1. I recommend a filter. Otherwise I think you need to change water more frequently.
2. When I set up my tank. I first add some tap water conditioner from pet store for abt $3-4 then wait abt 3-4 days. Then and 2-3 hardy fish such as guppies to cycle the tank. After abt one week you can add other fish. No need for co2 if you there are no demanding plants such as HC/ dwarf baby tears.
3. I am currently growing dwarf hair grass and I think they are pretty easy to grow. you can also try some moss. I am using eco-complete as soil. I think it is pretty good.

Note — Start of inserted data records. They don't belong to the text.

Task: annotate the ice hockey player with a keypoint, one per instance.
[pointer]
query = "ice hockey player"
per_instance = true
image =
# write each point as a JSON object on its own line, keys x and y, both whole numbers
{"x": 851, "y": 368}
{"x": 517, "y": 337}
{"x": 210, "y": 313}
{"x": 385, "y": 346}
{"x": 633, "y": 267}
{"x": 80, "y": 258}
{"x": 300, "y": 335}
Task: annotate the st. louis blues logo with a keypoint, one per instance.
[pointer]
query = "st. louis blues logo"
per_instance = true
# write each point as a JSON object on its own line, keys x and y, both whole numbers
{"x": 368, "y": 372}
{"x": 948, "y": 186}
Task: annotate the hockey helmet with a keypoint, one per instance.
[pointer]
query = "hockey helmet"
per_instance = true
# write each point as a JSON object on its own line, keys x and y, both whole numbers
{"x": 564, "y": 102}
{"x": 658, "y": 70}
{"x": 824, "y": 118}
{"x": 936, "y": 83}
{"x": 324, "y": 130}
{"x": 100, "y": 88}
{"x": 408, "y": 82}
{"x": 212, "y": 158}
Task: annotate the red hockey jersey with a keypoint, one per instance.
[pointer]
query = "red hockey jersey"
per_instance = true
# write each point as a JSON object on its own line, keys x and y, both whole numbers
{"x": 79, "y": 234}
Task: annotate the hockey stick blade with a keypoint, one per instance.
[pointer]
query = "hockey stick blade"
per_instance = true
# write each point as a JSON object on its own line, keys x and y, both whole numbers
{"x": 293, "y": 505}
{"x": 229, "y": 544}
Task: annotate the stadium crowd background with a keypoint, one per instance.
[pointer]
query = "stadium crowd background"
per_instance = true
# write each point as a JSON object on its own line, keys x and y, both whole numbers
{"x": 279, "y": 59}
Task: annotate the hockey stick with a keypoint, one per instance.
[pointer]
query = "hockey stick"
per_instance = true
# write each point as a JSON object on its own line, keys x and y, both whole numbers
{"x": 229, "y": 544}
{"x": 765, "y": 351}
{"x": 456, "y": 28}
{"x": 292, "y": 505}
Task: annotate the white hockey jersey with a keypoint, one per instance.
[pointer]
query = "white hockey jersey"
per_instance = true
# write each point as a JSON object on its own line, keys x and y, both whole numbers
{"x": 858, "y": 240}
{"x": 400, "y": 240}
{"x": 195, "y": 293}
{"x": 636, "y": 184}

Just my opinion. Please feel free to correct me if there is anything wrong.


----------



## zhanghanbing (May 25, 2011)

One more thing for the plants. Do not buy the plants sealed in a plastic container from petco/petsmart. They are not true aquatic plants and will die after abt 1-2 months.


----------



## Ziggs180 (May 31, 2011)

where do you suggest i buy Plants? Or in what condition (other than in bags) Should i Get them?


----------



## vicky (Feb 18, 2010)

Sorry to disagree but in an el natural tank you do not need a filter. The plants do a marvelous job of converting all of the ammonia into more plants, which are then removed from the tank by thinning/pruning. Once the tank is established, it can go many months with no water changes. But in the beginning, especially during the first month or so, large water changes may be necessary. A lot depends on the particular soil you used as well as the number, type and health of the plants you have. Floating plants are highly recommended, but do not let them choke off the top of the tank.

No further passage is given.